Cette loi constitue une nouveauté particulièrement importante dans le contexte tessinois en matière de protection des données et de vie privée. Adoptée par le Grand Conseil en juin 2025, elle réglemente de manière précise l’utilisation de la vidéosurveillance sur le domaine public et sur les biens administratifs.
Pour les entités auxquelles la loi s’adresse — Canton, Communes, organismes parapublics et personnes privées chargées de tâches publiques — cette nouvelle réglementation représente une étape particulièrement significative, en introduisant des obligations claires et des responsabilités directes dans la gestion des systèmes de vidéosurveillance.
Il convient de souligner l’importance de l’article 2, qui définit le champ d’application de la loi: celle-ci ne s’applique que lorsque la vidéosurveillance est utilisée à des fins de sécurité et d’ordre public, de protection de la santé et de l’hygiène, ou pour des besoins logistiques.

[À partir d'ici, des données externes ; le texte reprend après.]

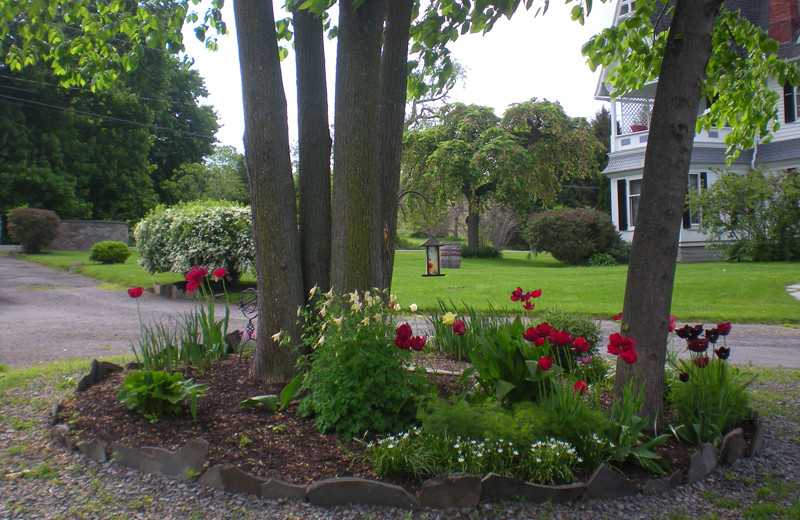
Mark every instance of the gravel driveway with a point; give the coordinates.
(47, 315)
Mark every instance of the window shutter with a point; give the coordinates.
(622, 204)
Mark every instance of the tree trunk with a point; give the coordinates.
(266, 140)
(314, 150)
(651, 273)
(355, 123)
(473, 221)
(391, 122)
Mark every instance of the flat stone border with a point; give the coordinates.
(452, 491)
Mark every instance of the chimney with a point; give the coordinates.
(784, 20)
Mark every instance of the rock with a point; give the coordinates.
(60, 435)
(347, 490)
(498, 487)
(237, 481)
(94, 449)
(733, 447)
(607, 483)
(275, 489)
(702, 462)
(98, 371)
(456, 490)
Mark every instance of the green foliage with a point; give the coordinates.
(156, 393)
(711, 401)
(207, 233)
(758, 212)
(109, 252)
(571, 235)
(357, 380)
(420, 454)
(481, 252)
(33, 228)
(743, 58)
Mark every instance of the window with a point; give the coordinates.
(626, 7)
(635, 187)
(697, 183)
(791, 103)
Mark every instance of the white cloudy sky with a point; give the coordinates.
(519, 59)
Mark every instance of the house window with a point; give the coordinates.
(635, 188)
(626, 7)
(791, 103)
(697, 183)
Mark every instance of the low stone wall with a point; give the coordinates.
(81, 235)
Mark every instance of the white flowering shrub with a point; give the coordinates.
(211, 234)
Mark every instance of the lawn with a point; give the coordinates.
(707, 292)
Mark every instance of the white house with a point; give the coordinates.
(630, 116)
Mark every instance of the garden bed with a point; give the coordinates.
(281, 445)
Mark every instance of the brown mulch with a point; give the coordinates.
(280, 444)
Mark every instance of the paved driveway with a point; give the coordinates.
(47, 315)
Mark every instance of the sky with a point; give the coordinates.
(522, 58)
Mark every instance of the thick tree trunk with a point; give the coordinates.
(355, 123)
(315, 151)
(648, 292)
(391, 123)
(266, 141)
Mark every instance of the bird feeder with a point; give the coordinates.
(432, 257)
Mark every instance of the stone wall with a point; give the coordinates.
(81, 235)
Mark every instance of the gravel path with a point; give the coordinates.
(64, 315)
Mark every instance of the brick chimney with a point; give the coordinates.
(784, 20)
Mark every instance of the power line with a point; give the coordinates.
(57, 108)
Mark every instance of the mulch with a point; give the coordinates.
(279, 444)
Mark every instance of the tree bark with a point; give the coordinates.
(392, 91)
(355, 123)
(314, 150)
(266, 140)
(651, 273)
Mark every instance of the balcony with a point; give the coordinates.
(638, 140)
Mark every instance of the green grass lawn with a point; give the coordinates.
(707, 292)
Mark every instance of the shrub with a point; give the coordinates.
(157, 393)
(215, 234)
(33, 228)
(480, 252)
(572, 235)
(358, 381)
(109, 252)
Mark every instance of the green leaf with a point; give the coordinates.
(269, 401)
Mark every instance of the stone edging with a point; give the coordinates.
(457, 490)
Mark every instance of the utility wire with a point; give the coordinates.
(57, 108)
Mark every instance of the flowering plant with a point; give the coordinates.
(358, 376)
(213, 331)
(711, 395)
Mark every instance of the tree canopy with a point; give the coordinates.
(521, 160)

Les entités et acteurs concernés sont invités à tenir compte du fait que l’utilisation de la vidéosurveillance à des fins autres que celles indiquées sort du champ d’application de la présente loi.
La loi introduit un cadre structuré et différencié concernant les modalités d’utilisation des systèmes. Les sujets concernés sont appelés à porter une attention particulière aux différents régimes applicables aux divers types de vidéosurveillance: observationnelle, dissuasive et invasive (cf. art. 5, 6 et 7 LViSo). Par exemple, sur le domaine public, les systèmes invasifs sont interdits. Cette approche se distingue de celle prévue par la loi sur la police, qui permet des instruments plus incisifs et plus flexibles dans des contextes opérationnels spécifiques (cf. art. 5, 6 et 7 LViSo).
Le matériel mis à disposition par le Préposé cantonal à la protection des données présente une utilité pratique particulière. Sur le portail correspondant sont disponibles, outre le message du Conseil d’État et la documentation législative, une réglementation standard d’exécution destinée aux sujets concernés, ainsi que des modèles de règlement et d’information. Ces outils opérationnels permettent de faciliter l’adaptation à la norme. Toujours sur la page consacrée à la vidéosurveillance du site du Préposé figurent également des approfondissements spécifiques, notamment des indications sur l’accès aux enregistrements vidéo par les Municipalités, ainsi qu’une communication du Conseil d’État relative à l’utilisation de dashcams et de bodycams par la police, qui s’inscrit dans le cadre réglementaire plus large des instruments de surveillance.
Les employeurs devront appliquer la nouvelle réglementation en prêtant toujours attention au droit fédéral, en particulier à l’article 26 de l’Ordonnance 3 relative à la loi sur le travail, qui impose des limites à la vidéosurveillance sur les lieux de travail afin de protéger la personnalité des employés: en particulier, l’interdiction de contrôler le comportement des employés.
En conclusion, la LViSo constitue une nouveauté importante qui exige une évaluation attentive de la part des entités publiques et des sujets privés impliqués dans l’exercice de tâches publiques. Une analyse et une adaptation rapides s’avèrent essentielles afin de garantir la conformité et une gestion responsable des systèmes de vidéosurveillance.